Thinner sniffing causes damage to the brain, kidney, liver, lung, and reproductive system. Oxidative stress is a possible mechanism for tissue damage in individuals and animals exposed to thinner fumes. In one report, toluene increased the intensity of chemiluminescence, indicating activation of free radical processes in brain (Burmistrov et al., 2001). Increased lipid peroxidation, depletion of glutathione (GSH), and a neuroprotective effect of melatonin have been observed in brain after thinner exposure (Baydas et al., 2003). In lung, thinner inhalation caused increased lipid peroxidation, decreased superoxide dismutase activity, and GSH depletion (Zengin et al., 1998). In the plasma of people who abused inhalants, lipid peroxidation increased, and GSH levels decreased (Halifeoglu et al., 2000, Dündaröz et al., 2003).

However, the effect of thinner inhalation on DNA has not been studied. Toluene is the principal component of most thinners (accounting for 60–70% of thinner volume). Toluene is mainly metabolized to benzoic acid, but minor toluene metabolism is responsible for the toxic effects of thinner. A minor pathway of toluene metabolism yields toluene epoxide(s), which rearranges to cresol; cresol, in turn, is hydroxylated to form methylhydroquinone and methylbenzoquinone. These quinones, during redox processes generate reactive oxygen species (ROS) that can cause “oxidative stress” and oxidative DNA damage (Murata et al., 1999). The minor toluene metabolite p-cresol can also induce DNA damage by direct alkylation. Enzymatic oxidation of p-cresol results in the formation of a quinone methide, which reacts with DNA. The resulting DNA adducts have been proposed as specific biomarkers for toluene exposure in humans (Gaikwad and Bodell, 2003).

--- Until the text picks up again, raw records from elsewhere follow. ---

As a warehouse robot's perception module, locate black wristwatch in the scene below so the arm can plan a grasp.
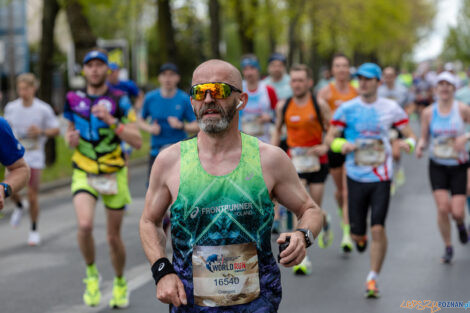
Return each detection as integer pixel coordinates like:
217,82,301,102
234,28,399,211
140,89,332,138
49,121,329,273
296,228,314,248
0,183,12,198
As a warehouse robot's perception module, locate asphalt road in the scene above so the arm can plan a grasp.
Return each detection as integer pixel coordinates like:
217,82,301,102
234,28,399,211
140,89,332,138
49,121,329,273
1,142,469,313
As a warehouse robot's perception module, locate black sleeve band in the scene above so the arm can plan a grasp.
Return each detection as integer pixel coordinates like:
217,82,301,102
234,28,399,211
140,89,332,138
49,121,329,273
151,258,177,286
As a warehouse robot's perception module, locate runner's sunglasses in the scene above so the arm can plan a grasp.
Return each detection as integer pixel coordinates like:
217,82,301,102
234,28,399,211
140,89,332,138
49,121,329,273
189,82,242,100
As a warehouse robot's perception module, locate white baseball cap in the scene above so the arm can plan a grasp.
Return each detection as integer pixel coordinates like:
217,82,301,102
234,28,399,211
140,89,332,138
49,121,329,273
435,71,457,87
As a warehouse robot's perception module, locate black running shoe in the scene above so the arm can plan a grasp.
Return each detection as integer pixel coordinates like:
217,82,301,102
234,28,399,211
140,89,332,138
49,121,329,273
355,237,368,253
457,223,468,244
441,246,453,264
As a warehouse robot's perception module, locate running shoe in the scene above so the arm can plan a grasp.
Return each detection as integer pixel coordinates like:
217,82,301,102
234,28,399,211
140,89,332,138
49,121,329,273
365,279,380,298
457,223,468,244
292,256,312,275
355,236,368,253
83,274,101,306
395,167,406,187
441,246,453,264
109,276,129,309
10,208,23,227
28,231,41,246
341,229,354,253
317,215,333,249
390,182,396,196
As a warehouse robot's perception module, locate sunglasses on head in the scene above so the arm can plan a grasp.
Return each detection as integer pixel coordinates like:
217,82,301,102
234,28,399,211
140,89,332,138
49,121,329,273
189,82,242,100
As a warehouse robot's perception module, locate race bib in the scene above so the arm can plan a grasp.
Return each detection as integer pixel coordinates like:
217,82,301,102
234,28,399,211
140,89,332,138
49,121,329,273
290,147,320,173
192,242,260,307
433,137,458,159
354,138,386,167
241,116,264,137
87,173,118,195
19,138,39,151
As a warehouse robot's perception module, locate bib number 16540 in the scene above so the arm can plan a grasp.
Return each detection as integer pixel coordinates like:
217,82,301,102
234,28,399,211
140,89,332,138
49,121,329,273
214,277,240,286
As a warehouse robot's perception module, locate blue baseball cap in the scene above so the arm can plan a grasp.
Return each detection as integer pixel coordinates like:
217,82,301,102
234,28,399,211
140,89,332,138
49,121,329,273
83,50,108,65
159,62,179,74
268,53,287,65
241,57,260,71
355,63,382,80
109,62,120,71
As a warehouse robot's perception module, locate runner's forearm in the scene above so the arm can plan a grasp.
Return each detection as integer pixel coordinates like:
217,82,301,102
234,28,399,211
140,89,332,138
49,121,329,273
116,123,142,149
183,121,199,133
140,217,168,264
4,158,30,194
295,205,323,239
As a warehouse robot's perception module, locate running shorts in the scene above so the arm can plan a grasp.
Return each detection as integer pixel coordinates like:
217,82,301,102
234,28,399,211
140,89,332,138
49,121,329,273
327,149,345,169
71,167,131,209
298,164,329,184
429,159,467,195
347,177,391,236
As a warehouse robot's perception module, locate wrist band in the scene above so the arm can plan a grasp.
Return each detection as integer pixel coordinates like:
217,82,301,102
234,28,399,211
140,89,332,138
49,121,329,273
404,137,416,154
115,123,125,135
151,258,177,286
331,138,347,153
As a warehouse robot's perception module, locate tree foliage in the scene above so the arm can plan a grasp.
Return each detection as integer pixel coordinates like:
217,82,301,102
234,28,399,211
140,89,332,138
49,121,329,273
442,0,470,64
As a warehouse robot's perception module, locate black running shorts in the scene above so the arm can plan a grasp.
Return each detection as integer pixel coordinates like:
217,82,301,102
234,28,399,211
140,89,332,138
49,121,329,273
429,159,467,195
347,177,391,236
298,164,329,184
327,149,346,169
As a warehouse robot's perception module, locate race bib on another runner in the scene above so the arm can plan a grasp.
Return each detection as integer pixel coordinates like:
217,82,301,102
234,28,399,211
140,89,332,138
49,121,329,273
241,116,264,137
354,138,386,167
87,173,118,195
192,242,260,307
290,147,320,173
433,136,458,159
19,137,39,151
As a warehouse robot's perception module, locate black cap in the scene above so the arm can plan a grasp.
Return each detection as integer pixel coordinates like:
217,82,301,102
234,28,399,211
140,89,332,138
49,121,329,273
159,62,179,74
268,53,287,65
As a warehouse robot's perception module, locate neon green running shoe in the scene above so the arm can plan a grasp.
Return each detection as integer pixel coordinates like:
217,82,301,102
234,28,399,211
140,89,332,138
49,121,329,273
83,275,101,307
317,215,333,249
292,256,312,275
395,167,406,187
341,226,353,253
109,277,129,309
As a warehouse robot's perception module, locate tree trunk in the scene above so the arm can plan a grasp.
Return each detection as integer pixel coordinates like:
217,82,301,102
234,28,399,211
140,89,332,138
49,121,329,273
65,0,97,64
39,0,60,166
234,0,257,54
157,0,178,63
265,0,276,53
38,0,59,105
287,0,306,66
209,0,221,59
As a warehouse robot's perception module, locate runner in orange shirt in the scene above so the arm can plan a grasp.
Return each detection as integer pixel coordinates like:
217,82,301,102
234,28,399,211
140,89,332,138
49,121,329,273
272,64,331,274
317,53,358,253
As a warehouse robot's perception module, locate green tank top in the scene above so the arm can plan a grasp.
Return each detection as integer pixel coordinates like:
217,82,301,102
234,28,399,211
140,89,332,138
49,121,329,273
169,133,281,310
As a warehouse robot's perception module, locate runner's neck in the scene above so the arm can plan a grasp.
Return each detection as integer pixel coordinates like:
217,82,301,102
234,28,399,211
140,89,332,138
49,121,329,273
247,81,259,92
438,98,454,112
270,74,283,83
361,94,377,104
21,98,33,107
293,92,310,106
161,87,177,98
87,84,108,96
334,79,350,93
386,82,395,89
197,128,242,173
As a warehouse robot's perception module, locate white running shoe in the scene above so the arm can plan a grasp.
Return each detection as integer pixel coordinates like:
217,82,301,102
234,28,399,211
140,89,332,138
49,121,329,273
10,208,24,227
28,231,41,246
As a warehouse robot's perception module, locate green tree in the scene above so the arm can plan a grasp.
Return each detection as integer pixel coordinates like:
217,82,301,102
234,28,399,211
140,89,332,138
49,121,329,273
442,0,470,64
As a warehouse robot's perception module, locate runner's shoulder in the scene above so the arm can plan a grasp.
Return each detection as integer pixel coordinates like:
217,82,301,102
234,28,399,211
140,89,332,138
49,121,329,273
259,141,291,169
317,83,331,100
153,143,181,172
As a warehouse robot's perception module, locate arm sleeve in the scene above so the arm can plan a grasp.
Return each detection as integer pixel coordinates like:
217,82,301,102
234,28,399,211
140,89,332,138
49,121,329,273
44,104,60,129
126,81,140,98
0,117,25,166
141,95,150,119
330,106,347,131
266,86,278,110
391,102,409,129
119,95,137,123
63,94,74,122
182,93,196,122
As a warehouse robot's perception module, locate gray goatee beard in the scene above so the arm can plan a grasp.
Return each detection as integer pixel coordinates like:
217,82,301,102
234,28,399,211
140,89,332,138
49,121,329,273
197,101,237,134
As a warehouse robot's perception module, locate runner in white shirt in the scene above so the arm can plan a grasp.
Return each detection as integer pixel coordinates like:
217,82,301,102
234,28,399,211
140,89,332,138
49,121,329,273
4,73,60,245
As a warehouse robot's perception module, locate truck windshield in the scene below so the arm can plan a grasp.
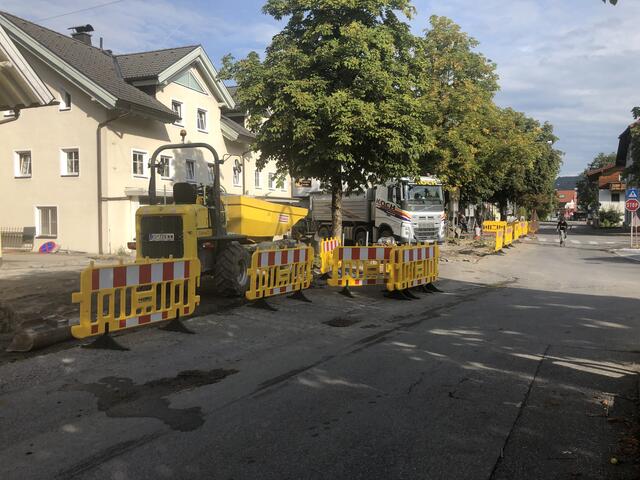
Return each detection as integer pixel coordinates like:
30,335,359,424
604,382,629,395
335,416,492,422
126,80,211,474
406,185,443,207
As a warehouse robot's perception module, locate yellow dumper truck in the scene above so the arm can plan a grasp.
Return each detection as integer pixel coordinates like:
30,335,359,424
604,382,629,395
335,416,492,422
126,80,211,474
132,141,307,296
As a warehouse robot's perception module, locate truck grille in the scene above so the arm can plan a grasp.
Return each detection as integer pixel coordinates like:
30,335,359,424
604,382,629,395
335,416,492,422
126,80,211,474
415,220,438,241
140,215,184,259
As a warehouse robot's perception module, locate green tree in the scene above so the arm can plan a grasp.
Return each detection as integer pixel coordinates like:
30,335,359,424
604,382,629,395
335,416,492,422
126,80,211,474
221,0,430,239
412,16,499,198
576,152,616,212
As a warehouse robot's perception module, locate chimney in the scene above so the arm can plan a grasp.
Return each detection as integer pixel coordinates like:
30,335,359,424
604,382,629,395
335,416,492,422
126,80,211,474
68,24,94,46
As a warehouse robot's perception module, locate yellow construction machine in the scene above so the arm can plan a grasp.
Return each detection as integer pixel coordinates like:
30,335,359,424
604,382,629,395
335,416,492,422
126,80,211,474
133,141,307,296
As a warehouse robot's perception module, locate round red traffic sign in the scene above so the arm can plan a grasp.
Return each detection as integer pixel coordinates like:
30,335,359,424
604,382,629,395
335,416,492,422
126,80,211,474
626,198,639,212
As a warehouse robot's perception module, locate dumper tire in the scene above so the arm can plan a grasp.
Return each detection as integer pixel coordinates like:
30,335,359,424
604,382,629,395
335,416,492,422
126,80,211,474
212,242,250,297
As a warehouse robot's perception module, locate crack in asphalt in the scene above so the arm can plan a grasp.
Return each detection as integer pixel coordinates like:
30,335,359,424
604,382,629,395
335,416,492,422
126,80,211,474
488,343,551,480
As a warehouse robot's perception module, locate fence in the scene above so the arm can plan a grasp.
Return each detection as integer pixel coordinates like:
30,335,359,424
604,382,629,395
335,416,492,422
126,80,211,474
246,245,314,300
71,258,201,339
319,237,340,275
328,246,394,288
387,243,439,291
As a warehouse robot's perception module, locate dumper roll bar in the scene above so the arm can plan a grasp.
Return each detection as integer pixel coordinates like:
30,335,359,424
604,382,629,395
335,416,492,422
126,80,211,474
148,143,226,236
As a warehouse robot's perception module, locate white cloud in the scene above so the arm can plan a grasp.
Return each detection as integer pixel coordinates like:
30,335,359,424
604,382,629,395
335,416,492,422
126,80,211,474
416,0,640,174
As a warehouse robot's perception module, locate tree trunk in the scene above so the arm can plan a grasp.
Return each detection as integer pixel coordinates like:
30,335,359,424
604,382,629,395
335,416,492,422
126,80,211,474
331,179,343,241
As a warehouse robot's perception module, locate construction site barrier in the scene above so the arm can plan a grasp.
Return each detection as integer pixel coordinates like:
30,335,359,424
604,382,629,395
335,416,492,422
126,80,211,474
504,224,514,246
71,258,201,339
319,237,340,275
246,245,314,300
328,246,394,288
513,222,520,241
482,221,506,252
388,243,439,291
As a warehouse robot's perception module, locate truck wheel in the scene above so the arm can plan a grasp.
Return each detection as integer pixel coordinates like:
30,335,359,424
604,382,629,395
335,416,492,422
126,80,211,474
317,225,331,239
354,229,369,246
213,242,250,297
378,227,393,240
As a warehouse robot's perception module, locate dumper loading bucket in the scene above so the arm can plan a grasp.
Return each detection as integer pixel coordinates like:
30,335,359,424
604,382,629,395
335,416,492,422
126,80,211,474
223,195,308,241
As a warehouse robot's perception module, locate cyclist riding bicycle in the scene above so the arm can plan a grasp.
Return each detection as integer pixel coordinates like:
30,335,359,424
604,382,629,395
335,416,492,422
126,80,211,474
557,218,569,246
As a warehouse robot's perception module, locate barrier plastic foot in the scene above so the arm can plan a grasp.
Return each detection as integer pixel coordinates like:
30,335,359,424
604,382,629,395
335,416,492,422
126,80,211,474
250,298,278,312
384,289,412,301
160,315,195,334
425,283,443,293
339,285,356,298
289,289,312,303
403,289,420,300
83,327,129,351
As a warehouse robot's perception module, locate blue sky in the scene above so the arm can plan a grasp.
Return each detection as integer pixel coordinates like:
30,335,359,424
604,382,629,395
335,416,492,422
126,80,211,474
3,0,639,175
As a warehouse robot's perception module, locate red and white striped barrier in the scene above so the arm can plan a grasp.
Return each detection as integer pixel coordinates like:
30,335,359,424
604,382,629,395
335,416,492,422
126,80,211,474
90,260,193,290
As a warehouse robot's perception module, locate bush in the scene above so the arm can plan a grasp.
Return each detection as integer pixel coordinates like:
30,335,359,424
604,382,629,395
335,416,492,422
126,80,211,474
598,207,623,228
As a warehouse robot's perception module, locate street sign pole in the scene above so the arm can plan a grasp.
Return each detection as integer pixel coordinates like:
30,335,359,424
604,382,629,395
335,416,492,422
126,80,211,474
626,188,640,248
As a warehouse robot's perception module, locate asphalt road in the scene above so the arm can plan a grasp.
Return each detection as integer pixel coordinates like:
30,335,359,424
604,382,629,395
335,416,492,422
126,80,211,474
1,226,639,480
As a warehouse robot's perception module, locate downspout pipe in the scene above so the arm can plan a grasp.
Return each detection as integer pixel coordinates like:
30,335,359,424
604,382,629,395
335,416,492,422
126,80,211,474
96,111,131,254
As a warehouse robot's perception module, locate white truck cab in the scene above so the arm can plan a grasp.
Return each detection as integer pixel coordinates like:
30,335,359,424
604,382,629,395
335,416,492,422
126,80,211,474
374,177,445,243
310,176,446,244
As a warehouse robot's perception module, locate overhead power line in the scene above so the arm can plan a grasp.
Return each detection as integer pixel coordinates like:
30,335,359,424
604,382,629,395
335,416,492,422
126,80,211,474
37,0,125,22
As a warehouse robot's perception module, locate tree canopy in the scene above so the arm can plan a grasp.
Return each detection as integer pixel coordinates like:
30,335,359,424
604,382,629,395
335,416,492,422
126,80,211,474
576,152,616,212
222,1,563,230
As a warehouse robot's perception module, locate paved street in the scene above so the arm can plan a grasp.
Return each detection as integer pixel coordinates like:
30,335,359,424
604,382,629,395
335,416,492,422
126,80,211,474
1,225,639,480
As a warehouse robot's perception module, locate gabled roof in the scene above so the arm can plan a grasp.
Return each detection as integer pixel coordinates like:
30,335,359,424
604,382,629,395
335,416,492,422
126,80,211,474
0,24,55,110
0,11,178,122
116,46,199,81
123,45,236,110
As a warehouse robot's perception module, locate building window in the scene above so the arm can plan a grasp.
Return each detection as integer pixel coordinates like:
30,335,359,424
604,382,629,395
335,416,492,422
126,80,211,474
268,173,276,190
277,177,286,191
186,160,196,182
233,167,241,187
61,149,79,176
197,109,207,132
611,193,620,202
132,150,146,177
59,89,71,111
37,206,57,237
171,100,183,126
255,169,261,189
558,194,565,199
207,163,215,183
3,109,15,117
159,155,171,179
15,150,32,178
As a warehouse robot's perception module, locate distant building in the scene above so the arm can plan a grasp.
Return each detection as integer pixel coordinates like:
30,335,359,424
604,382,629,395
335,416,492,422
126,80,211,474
0,12,293,254
554,176,580,218
585,164,625,220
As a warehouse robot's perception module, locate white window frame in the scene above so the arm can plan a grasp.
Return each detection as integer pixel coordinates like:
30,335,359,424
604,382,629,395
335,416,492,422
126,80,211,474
14,150,32,178
158,155,172,180
207,163,215,184
233,167,241,187
254,169,262,189
59,88,71,111
171,99,183,126
268,172,276,191
186,159,196,183
3,109,15,118
196,108,208,133
132,149,147,178
60,148,80,177
35,205,58,238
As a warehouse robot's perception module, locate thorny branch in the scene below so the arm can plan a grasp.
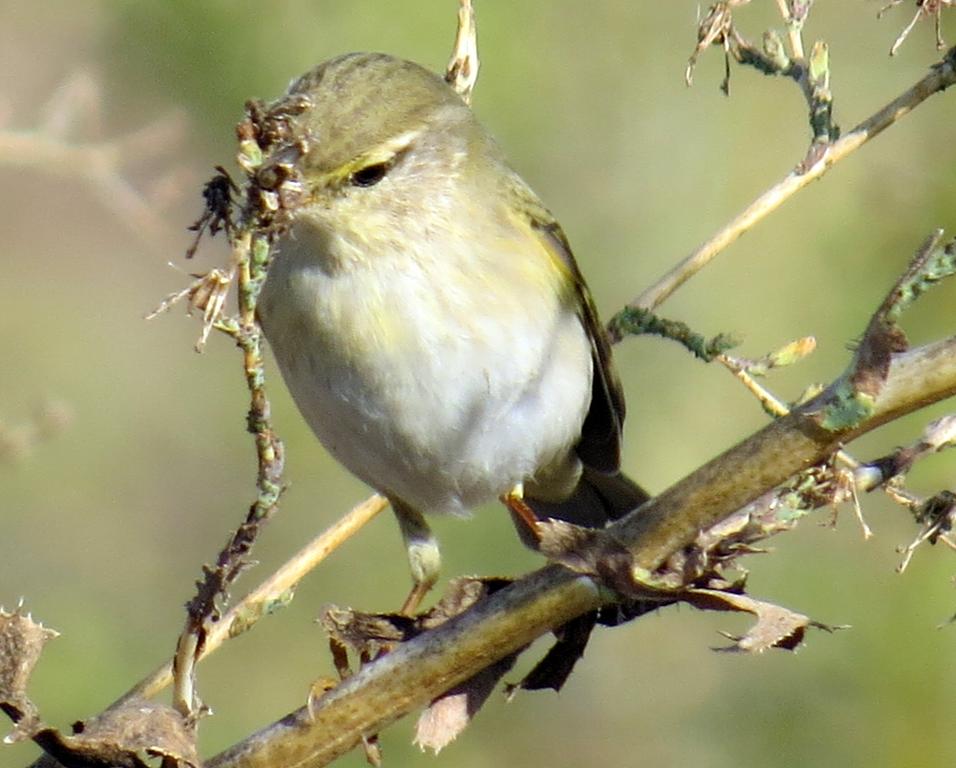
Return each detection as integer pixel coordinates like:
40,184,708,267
168,230,285,720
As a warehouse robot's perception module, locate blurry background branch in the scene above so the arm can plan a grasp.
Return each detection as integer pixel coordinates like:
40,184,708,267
0,400,72,464
0,71,190,247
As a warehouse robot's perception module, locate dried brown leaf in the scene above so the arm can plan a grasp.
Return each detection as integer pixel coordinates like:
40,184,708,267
0,604,58,741
32,698,198,768
510,612,597,694
536,519,639,596
684,588,843,652
414,653,519,754
321,578,517,755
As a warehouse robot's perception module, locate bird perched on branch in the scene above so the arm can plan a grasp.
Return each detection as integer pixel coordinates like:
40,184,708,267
257,53,644,613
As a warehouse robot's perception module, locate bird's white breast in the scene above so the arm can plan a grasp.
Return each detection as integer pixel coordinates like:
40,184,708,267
258,214,592,516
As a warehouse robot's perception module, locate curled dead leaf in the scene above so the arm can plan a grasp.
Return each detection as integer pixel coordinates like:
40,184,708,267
683,588,846,653
0,603,59,742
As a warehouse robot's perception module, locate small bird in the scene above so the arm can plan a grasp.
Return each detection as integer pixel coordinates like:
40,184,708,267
257,53,644,613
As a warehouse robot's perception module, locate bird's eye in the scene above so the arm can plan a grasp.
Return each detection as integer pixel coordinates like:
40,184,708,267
350,162,389,187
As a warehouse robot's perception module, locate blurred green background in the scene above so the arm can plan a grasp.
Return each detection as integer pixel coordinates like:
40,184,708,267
3,2,956,766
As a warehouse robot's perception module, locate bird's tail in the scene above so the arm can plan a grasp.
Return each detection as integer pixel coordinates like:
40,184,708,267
516,467,648,549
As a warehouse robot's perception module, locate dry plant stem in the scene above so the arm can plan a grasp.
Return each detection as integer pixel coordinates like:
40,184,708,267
171,0,480,714
445,0,479,104
207,335,956,768
774,0,806,59
628,48,956,314
112,494,389,708
718,356,860,469
172,631,199,719
172,231,286,719
717,356,878,538
717,355,791,415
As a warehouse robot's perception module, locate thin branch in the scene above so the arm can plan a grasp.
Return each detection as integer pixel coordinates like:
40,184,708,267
445,0,479,104
775,0,809,60
111,494,388,708
169,227,287,719
717,348,874,538
717,336,817,417
620,46,956,317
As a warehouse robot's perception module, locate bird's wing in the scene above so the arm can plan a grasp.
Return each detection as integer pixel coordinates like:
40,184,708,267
508,178,625,474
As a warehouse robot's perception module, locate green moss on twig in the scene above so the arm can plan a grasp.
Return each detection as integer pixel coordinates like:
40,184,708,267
607,306,739,361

The aim of this project was to examine DNA damage in lymphocytes of rats exposed to thinner fumes over a period of 16 weeks. We examined lymphocytes, because they are routinely used to monitor DNA damage in human populations and can be obtained easily and repeatedly from the same animals during the course of exposure. We combined single cell gel electrophoresis (comet assay), a simple and sensitive technique to detect DNA damage, with a restriction enzyme formamidopyrimidine glycoslyase (Fpg), which recognizes oxidized purines (products of DNA oxidation) and some alkylated DNA products (Cadet et al., 2003, Tudek et al., 1998). In addition, we assessed two oxidative stress biomarkers (GSH and malondialdehyde (MDA)) used in previous studies that showed oxidative stress effects of thinner inhalation. We established the interrelationships between GSH depletion, MDA increase, and DNA damage. Overall, our analysis demonstrated a high correlation between the levels of these two biomarkers of oxidative stress and the number of Fpg-sensitive sites in DNA induced by thinner inhalation. Thus, we suggest that DNA damage detected by the Fpg enzyme corresponds, at least in part, to oxidative DNA damage. In addition, we showed that the comet assay, in combination with the enzyme Fpg, can be used as a rapid test for biomonitoring exposure to organic solvents.